Das Ausbleiben von mir erwarteter/erhoffter Reaktionen hier im Forum scheint zu bestätigen, dass die vielfach betroffenen Gas- und Stromversorger wohl wieder einmal weitestgehend "ungeschoren" bleiben!?  :(
Ein Großteil der hier schreibenden Protagonisten hat doch schon vor langer Zeit begonnen, Preisforderungen der Versorger nicht mehr vollständig zu begleichen, um Rückforderungen an diese zu vermeiden, da dem Geld hinterherrennen immer die schlechtere Variante ist.  ;)

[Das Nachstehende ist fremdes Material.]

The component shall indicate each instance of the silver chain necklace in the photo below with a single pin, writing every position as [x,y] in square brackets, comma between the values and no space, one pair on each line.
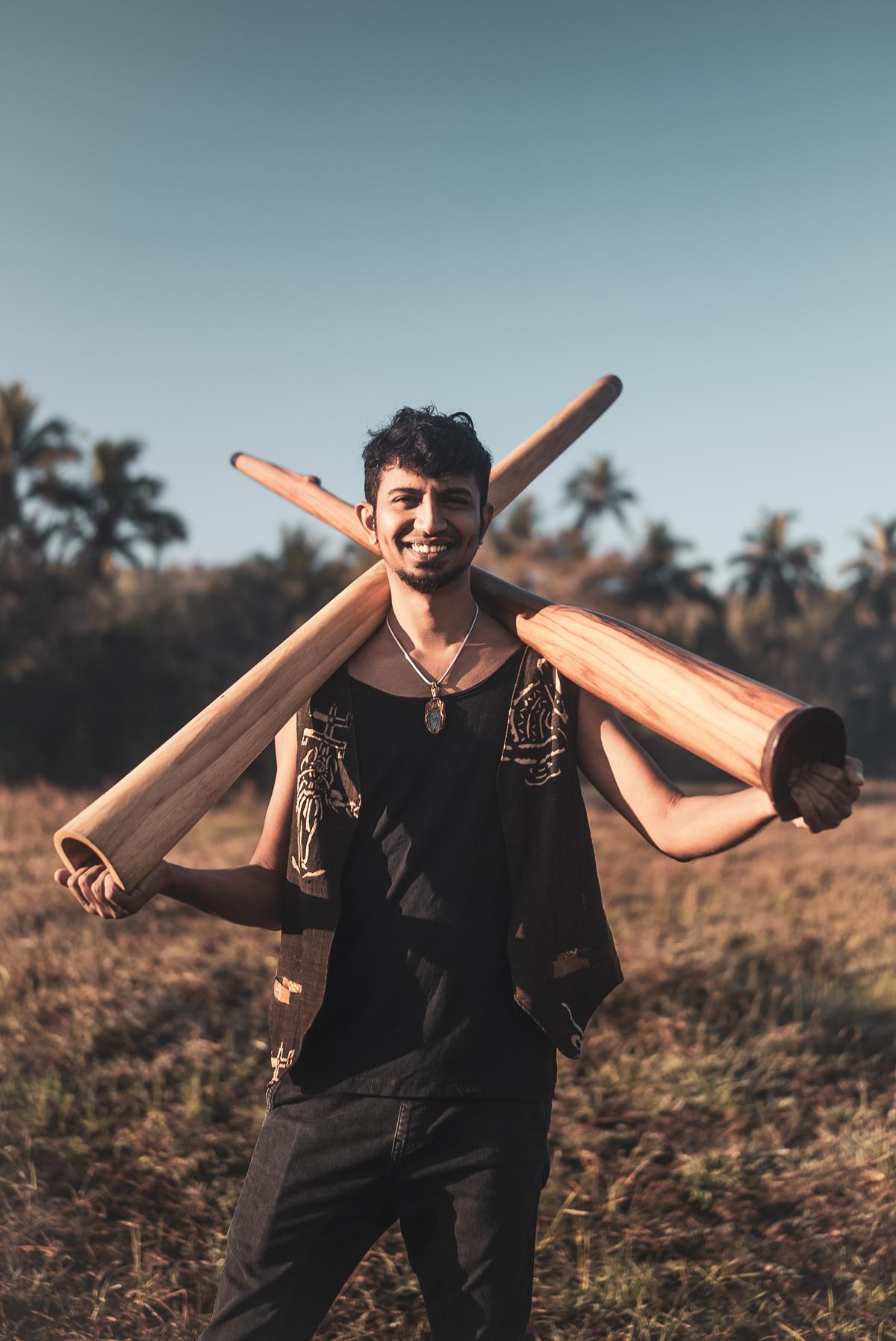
[435,711]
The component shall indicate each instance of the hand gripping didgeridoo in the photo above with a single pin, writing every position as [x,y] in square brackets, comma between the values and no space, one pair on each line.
[744,727]
[133,825]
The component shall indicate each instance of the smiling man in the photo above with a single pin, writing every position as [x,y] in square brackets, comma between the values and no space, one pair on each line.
[427,857]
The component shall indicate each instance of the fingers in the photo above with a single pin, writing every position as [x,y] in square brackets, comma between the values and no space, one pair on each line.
[96,891]
[824,794]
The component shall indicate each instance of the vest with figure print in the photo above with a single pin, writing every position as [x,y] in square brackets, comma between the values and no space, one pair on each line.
[560,946]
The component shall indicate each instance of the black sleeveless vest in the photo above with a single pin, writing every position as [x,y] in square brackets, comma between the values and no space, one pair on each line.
[560,946]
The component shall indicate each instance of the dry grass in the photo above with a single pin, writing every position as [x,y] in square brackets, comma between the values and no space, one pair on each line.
[724,1154]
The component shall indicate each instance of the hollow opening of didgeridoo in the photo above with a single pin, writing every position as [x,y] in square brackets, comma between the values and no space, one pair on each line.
[77,852]
[805,735]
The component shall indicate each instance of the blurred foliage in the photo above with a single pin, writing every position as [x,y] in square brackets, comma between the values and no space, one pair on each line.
[104,656]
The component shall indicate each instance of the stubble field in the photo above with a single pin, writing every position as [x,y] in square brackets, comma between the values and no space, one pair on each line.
[724,1154]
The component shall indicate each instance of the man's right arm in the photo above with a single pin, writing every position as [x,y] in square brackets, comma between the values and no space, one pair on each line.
[247,894]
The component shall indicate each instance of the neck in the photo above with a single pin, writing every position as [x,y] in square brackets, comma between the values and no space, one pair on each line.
[432,621]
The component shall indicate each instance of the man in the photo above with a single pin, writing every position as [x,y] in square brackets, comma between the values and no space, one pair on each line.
[443,933]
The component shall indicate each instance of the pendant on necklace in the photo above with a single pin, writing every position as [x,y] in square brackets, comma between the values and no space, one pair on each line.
[435,711]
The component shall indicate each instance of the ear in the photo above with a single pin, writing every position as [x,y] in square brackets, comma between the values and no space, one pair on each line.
[367,514]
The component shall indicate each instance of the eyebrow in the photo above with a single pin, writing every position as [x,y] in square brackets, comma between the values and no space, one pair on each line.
[414,488]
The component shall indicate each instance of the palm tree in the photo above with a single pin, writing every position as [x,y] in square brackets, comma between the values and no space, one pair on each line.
[655,577]
[113,514]
[875,569]
[27,448]
[774,565]
[597,490]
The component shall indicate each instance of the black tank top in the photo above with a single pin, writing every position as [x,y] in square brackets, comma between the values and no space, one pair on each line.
[419,998]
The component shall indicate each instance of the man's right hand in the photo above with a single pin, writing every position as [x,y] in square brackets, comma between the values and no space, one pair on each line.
[97,892]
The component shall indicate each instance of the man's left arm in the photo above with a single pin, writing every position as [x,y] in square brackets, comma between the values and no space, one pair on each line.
[685,828]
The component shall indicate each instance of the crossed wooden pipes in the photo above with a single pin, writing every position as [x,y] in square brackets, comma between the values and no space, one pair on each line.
[744,727]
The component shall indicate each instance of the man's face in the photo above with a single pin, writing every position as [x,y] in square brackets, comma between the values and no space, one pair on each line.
[428,530]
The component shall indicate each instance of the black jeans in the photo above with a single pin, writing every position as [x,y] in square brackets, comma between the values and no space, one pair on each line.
[332,1172]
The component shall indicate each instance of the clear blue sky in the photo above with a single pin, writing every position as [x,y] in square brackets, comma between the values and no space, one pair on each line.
[263,227]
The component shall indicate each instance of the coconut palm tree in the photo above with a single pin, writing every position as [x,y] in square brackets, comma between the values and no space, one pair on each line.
[774,565]
[655,577]
[597,490]
[113,514]
[875,569]
[31,449]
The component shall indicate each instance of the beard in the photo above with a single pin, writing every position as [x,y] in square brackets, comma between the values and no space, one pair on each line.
[429,582]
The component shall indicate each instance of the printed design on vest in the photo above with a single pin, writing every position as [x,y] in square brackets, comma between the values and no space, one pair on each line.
[537,727]
[320,782]
[281,1062]
[576,1037]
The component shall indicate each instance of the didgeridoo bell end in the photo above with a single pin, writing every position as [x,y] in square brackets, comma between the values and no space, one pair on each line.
[803,735]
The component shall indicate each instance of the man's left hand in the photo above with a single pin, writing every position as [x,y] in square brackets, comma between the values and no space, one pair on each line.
[824,794]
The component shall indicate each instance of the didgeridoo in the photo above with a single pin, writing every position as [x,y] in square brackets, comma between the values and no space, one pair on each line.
[133,825]
[751,731]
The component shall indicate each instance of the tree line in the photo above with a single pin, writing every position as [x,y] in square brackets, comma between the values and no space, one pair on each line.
[104,653]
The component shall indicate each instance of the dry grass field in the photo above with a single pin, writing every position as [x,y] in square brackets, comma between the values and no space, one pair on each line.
[724,1154]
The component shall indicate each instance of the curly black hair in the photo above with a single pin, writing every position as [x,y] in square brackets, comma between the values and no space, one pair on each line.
[432,444]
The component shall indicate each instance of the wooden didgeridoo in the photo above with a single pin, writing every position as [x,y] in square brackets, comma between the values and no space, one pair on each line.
[133,825]
[751,731]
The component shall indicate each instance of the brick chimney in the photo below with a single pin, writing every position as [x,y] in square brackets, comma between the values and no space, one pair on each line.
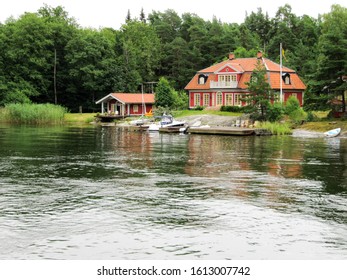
[259,55]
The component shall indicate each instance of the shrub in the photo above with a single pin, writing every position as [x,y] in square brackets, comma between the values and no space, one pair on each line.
[35,113]
[292,105]
[298,116]
[235,109]
[275,112]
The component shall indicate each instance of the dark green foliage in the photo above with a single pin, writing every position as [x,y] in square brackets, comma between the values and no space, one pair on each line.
[199,108]
[164,96]
[260,93]
[47,57]
[275,112]
[235,109]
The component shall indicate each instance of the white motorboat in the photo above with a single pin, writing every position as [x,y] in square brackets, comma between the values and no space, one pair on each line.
[166,121]
[333,132]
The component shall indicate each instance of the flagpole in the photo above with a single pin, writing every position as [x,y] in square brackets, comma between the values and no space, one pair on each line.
[281,89]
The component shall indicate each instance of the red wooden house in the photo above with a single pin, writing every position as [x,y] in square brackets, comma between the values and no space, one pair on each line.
[127,104]
[224,83]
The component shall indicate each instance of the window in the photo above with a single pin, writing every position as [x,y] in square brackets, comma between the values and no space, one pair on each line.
[238,101]
[206,99]
[202,79]
[219,98]
[286,78]
[227,79]
[294,95]
[229,99]
[197,99]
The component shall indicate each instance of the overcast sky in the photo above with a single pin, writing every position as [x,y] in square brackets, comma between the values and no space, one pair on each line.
[112,13]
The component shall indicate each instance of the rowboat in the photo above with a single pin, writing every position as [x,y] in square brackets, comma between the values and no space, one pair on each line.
[333,132]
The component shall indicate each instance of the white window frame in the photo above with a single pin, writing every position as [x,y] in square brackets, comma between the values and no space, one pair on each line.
[135,108]
[197,99]
[219,98]
[206,99]
[237,99]
[229,99]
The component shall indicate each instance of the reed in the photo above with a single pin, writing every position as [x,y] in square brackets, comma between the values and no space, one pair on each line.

DIE sind insoweit eh nur begrenzt von dem Urteil betroffen. Die restlichen "stillen Mitleser" hier im Forum werden jetzt sicher nicht direkt anfangen, auf Ihren Beitrag innerhalb von Stunden eine Antwort zu posten, zumal sie vielleicht nicht so häufig ins Forum schauen. Und ein noch viel größerer Teil kennt das Forum gar nicht und kann schon deswegen hier nicht posten. Und der letztere Personenkreis dürfte auch der sein, der zum einen der zahlenmäßig Größte ist und den Christian Guhl in seinem Beitrag weiter oben meint.